1 Lasso

1.1 Lasso as a screening algorithm (biased)

Assuming the data generating process is:

\(Y = X_{sub}\beta+\varepsilon\)

where \(X_{sub}\) is a subset of the possible variables \(X\), using lasso to screen variables then applying OLS gives a biased estimate of the \(\hat{\beta}\) of interest. (See slides #8.)

beta_X = c()
for (i in 1:100) {
  print(i)
  dgp = generate_data()
  
  SL.library <- list(c("SL.lm", "screen.glmnet"))
  sl_screening_lasso <- SuperLearner(Y = dgp$y,
                      X = data.frame(x=dgp$x, w=dgp$w), family = gaussian(),
                      SL.library = SL.library, cvControl = list(V=0))
    
  # why this if ... else ... ? 
  if (names(sl_screening_lasso$fitLibrary$SL.lm_screen.glmnet$object$coefficients)[2]=="x") { 
    beta_X = c(beta_X, sl_screening_lasso$fitLibrary$SL.lm_screen.glmnet$object$coefficients[2])
  } else {
    beta_X = c(beta_X, 0)
  }
}

beta_X_df <- data.frame(beta_X=beta_X)
ggplot(beta_X_df, aes(x = beta_X)) + geom_histogram(binwidth = 0.02)

1.2 Double Selection with Lasso (unbiased under correct functional form assumption)

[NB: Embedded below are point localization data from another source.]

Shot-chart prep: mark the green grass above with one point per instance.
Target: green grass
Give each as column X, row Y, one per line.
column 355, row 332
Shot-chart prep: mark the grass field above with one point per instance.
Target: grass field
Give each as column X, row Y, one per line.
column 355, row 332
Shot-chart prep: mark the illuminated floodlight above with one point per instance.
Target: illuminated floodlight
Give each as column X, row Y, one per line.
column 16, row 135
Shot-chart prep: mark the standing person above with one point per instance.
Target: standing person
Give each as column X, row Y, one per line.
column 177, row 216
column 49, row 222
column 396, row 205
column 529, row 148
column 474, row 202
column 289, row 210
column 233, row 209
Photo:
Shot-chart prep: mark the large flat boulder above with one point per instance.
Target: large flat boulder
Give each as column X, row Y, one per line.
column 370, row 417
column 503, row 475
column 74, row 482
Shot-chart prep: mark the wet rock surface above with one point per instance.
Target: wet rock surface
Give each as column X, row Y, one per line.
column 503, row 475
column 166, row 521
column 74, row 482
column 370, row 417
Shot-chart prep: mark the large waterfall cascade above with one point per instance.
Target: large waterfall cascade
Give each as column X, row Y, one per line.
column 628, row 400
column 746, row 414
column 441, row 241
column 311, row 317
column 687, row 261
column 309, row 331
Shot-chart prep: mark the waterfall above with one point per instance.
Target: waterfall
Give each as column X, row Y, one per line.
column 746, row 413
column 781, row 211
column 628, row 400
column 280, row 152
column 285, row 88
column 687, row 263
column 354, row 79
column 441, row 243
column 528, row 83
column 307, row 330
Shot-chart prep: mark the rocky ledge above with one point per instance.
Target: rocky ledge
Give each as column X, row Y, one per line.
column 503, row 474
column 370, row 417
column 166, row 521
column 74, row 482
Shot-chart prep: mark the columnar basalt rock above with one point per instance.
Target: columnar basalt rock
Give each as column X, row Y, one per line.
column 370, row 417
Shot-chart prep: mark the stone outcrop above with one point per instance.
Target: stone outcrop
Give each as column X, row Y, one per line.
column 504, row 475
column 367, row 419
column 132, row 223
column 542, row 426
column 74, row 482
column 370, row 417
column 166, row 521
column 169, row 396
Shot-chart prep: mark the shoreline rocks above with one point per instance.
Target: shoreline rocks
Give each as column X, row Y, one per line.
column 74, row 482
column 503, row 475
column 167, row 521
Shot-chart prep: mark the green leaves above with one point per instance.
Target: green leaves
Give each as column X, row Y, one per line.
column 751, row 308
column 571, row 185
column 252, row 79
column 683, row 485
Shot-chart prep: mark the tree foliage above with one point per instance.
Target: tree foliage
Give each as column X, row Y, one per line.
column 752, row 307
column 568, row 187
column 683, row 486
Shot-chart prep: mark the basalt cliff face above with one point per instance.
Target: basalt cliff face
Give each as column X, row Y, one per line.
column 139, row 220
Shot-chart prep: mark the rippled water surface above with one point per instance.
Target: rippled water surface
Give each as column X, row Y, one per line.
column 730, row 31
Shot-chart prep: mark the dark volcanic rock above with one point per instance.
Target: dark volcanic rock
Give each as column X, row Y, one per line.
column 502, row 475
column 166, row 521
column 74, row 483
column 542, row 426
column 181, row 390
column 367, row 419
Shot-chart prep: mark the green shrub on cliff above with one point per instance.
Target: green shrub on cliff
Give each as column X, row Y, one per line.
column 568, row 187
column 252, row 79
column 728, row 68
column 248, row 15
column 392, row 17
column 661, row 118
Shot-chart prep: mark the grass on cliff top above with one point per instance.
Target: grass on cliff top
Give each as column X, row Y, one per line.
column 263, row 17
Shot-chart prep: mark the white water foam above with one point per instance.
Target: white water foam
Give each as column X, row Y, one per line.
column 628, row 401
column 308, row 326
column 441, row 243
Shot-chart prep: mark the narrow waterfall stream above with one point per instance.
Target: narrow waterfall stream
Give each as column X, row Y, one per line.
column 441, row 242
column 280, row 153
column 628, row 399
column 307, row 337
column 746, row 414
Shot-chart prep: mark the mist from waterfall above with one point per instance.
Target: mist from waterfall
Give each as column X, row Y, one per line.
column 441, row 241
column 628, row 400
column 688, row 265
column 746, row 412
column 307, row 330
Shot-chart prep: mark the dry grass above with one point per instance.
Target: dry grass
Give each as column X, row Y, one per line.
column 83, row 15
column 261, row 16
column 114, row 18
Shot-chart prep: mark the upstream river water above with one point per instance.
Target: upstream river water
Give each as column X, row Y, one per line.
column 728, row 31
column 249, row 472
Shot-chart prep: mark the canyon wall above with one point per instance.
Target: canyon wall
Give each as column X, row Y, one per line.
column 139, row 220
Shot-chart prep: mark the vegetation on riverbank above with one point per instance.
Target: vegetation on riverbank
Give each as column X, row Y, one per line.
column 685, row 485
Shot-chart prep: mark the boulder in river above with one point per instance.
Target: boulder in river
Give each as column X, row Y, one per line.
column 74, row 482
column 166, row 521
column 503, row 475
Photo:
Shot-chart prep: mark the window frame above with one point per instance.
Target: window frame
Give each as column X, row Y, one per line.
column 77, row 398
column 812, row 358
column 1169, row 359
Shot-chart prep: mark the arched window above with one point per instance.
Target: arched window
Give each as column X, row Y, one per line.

Assuming the data generating process is:

\(Y = X_{sub}\beta+\varepsilon\)

where \(X_{sub}\) is a subset of the possible variables \(X\), we can use Double Selection to get unbiased esimates for the \(\hat{\beta}\) of interest. (See slides #10 and #11.)

beta_X = c()
for (i in 1:100) {
  print(i)
  dgp = generate_data()
  
  SL.library <- lasso$names
  sl_lasso <- SuperLearner(Y = dgp$y,
                           X = data.frame(x=dgp$x, w=dgp$w), 
                           family = gaussian(),
                           SL.library = SL.library, 
                           cvControl = list(V=0))
  
  kept_variables <- which(get_lasso_coeffs(sl_lasso)!=0) - 1 # minus 1 as X is listed
  kept_variables <- kept_variables[kept_variables>0]
    
  sl_pred_x <- SuperLearner(Y = dgp$x,
                            X = data.frame(w=dgp$w), 
                            family = gaussian(),
                            SL.library = lasso$names, cvControl = list(V=0))
  
  kept_variables2 <- which(get_lasso_coeffs(sl_pred_x)!=0) 
  kept_variables2 <- kept_variables2[kept_variables2>0]
  
  sl_screening_lasso <- SuperLearner(Y = dgp$y,
                                     X = data.frame(x = dgp$x, w = dgp$w[, c(kept_variables, kept_variables2)]), 
                                     family = gaussian(),
                                     SL.library = "SL.lm", 
                                     cvControl = list(V=0))
  
  beta_X = c(beta_X, coef(sl_screening_lasso$fitLibrary$SL.lm_All$object)[2])
}

beta_X_df <- data.frame(beta_X=beta_X)
ggplot(beta_X_df, aes(x = beta_X)) + geom_histogram(binwidth = 0.02)

1.3 Naïve Frisch-Waugh

Works only in the linear case.

1.4 Double machine learning

We aim to create a function called doubleml which takes as input a vector X, a dataframe W and a vector Y, as well as a value for SL.library.X, SL.library.Y, family.X and family.Y. Double ML is almost exactly the same as our previous esimator, but we switch the samples and repeat the process. Moreover, we will add a simple estimate of the standard error.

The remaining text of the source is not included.